Financial Market Highlights
- U.S. equity markets remained buoyant entering Santa Claus rally season with positive AI sentiment combining with economic reports feeding into the Fed accommodation narrative.
- The S&P 500 stands a mere 1.24% below its record high but bond yields have been more stubborn than expected despite Fed rate cuts, falling inflation, and little financial stress. A simple OLS model from Bianco Research suggests 10yr yields should be closer to 3.22%, not 4.15%.
Economic Highlights
- A busy economic calendar last week brought indications of cooling inflation, retail sales, and labor markets, offset by expansionary readings from PMI surveys.

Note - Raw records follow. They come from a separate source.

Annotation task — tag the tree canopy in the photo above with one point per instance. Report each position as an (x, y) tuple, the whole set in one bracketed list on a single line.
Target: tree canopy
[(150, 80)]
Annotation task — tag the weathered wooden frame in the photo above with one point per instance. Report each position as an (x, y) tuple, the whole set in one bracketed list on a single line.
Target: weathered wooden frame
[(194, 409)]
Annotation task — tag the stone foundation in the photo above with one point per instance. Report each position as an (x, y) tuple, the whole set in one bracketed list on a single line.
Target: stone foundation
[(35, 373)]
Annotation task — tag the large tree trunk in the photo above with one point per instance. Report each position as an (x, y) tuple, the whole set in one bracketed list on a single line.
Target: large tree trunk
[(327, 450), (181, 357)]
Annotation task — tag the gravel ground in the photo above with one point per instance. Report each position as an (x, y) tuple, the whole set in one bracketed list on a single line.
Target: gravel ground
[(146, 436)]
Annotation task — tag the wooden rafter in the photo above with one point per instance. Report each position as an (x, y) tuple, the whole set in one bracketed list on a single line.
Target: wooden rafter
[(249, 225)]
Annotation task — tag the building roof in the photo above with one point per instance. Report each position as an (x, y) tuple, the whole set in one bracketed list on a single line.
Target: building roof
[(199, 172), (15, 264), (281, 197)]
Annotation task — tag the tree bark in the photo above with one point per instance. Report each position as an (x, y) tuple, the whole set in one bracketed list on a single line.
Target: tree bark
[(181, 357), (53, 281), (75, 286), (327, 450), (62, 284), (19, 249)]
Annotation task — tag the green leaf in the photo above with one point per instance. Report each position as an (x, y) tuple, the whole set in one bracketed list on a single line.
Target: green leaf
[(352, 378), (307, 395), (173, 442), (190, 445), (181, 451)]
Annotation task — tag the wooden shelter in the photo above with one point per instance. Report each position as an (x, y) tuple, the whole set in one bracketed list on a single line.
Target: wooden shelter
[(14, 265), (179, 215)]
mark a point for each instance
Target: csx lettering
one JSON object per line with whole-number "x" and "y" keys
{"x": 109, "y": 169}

Bullish Asset Allocation Narratives
- Strong consumption with ample room for the consumer to re-lever and market related wealth effects.
- Growth conducive policies including an incrementally less restrictive Fed, OBBB fiscal stimulus, and business friendly deregulation.
- Robust U.S. corporate earnings growth, profit margins, and forward guidance.
- An AI boom including substantial capex and longer-term productivity gains/earnings potential.
Bearish Asset Allocation Narratives
- Risks to consumption due to lower/middle class price fatigue (cumulative inflation), higher interest rates (sluggish housing market), and slowing labor markets.
- Reliance on AI stock momentum, questionable circular AI transactions, unknown AI monetization potential, and a transition to debt financed capital spending and asset intensive business models.
- Tariff and immigration policies introducing longer-term structural headwinds on aggregate demand, trade, and hiring alongside shorter-term goods inflation and sectoral level labor inflation.
- Fed policy mistake of being too restrictive (or accommodative) given labor and inflation dynamics.
- Fading U.S. fiscal thrust beyond Q3’26 with constraints on continuing elevated deficit spending.